Gosha himself is the pinnacle of a “senseless” director. In Onimasa, Sendo Nobuko played Natsume’s role of “Hanako” in her childhood. There’s a scene where her father makes her and his mistress fight it out in front of him. “Which one of you is lying to me?!” Gosha had her get into an actual exchange of blows with an actress who was an adult. Then, afterwards in that same scene when she experiences her first menstruation, even there he maintains a bird’s eye shot of Sendo as she rushes to the bathroom. Really, what a yakuza of a director he was!

That’s all part of us trying convey something to the audience through images. The type of film I hate the most is one where they try to explain everything through dialogue. In my mind, every screenwriter who writes like that, as well as every producer who accepts that kind of work, is second-rate.

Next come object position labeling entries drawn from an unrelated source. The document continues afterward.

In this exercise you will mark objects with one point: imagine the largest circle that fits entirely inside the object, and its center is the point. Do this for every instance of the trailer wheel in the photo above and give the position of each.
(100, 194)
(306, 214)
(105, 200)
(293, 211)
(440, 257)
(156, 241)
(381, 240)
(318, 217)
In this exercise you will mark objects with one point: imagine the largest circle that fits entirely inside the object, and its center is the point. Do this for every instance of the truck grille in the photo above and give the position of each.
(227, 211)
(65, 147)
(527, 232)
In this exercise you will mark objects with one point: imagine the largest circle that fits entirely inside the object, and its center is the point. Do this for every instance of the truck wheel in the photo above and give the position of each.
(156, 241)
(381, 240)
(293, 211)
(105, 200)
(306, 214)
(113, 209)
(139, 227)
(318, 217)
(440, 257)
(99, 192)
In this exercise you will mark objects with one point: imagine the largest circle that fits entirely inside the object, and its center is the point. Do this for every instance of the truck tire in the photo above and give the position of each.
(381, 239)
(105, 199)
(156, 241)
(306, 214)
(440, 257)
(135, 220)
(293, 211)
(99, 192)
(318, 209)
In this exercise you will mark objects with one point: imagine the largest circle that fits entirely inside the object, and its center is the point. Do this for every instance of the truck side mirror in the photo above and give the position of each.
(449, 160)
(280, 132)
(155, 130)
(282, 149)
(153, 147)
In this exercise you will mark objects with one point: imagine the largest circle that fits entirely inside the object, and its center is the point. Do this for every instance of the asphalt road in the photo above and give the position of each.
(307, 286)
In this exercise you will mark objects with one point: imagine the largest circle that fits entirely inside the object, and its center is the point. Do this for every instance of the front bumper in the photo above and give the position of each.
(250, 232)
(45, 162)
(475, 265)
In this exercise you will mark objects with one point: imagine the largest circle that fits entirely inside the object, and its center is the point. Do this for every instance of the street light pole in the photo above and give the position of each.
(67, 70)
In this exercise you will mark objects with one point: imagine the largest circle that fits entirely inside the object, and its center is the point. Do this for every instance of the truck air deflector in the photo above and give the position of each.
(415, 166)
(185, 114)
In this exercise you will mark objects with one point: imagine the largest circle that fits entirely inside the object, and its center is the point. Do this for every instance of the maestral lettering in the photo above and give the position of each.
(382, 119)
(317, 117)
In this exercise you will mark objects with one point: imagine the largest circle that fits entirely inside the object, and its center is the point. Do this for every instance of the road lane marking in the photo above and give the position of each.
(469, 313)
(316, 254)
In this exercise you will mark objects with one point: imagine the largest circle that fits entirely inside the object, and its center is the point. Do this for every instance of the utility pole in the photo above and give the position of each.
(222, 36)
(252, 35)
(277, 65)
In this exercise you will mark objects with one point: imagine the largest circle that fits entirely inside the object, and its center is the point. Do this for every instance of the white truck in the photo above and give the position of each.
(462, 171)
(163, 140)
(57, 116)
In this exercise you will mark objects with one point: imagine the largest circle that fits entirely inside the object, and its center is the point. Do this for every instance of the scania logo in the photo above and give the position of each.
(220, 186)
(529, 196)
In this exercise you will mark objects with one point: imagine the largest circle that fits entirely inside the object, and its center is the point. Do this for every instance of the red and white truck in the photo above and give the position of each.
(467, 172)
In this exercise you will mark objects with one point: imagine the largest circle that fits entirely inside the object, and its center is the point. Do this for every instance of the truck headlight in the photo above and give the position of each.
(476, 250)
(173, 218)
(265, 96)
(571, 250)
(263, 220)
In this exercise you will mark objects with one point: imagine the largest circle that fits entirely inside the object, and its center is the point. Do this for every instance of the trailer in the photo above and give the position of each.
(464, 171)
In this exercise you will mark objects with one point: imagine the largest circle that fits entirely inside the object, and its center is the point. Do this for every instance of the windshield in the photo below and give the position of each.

In Gosha’s films, Nakadai consistently played the outlaw or the role with a strong presence of evil. Nakadai himself feels a personal attachment towards these types of roles.

The majority of the roles I’ve done have been like that. Even in The Human Condition, while my character might at first glance seem like a champion of justice, he’s not just a simple hero—he’s someone who opposes war, all by himself. So he’s a weird one, especially when compared to the average Japanese person at the time.

I often play characters with personality complexes or negative aspects to them. Even in period dramas, I’ve been cut down by Mifune so many times. In the sort of entertainment films where poetic justice exists, I’m always the bad guy who dies at the end—although that is also the case with the Kurosawa films I did, too. But they all share that same sort of an attitude towards life, and I enjoy performing said attitude. Someone like “Takechi Hanpeita” in Hitokiri, he never actually even draws his sword, and yet he’s still truly evil. Or something like Conflagration… I really have done my fair share of roles that have something negative about them.

My wartime experiences, having been so poor since birth, living almost like a beggar… Lately, I feel like maybe even as an actor I’m still hung up on my past. All along, maybe I’ve been using those sorts of life experiences as the foundation of my work as an actor. That must be why I enjoy playing characters burdened with insecurities or negative characteristics.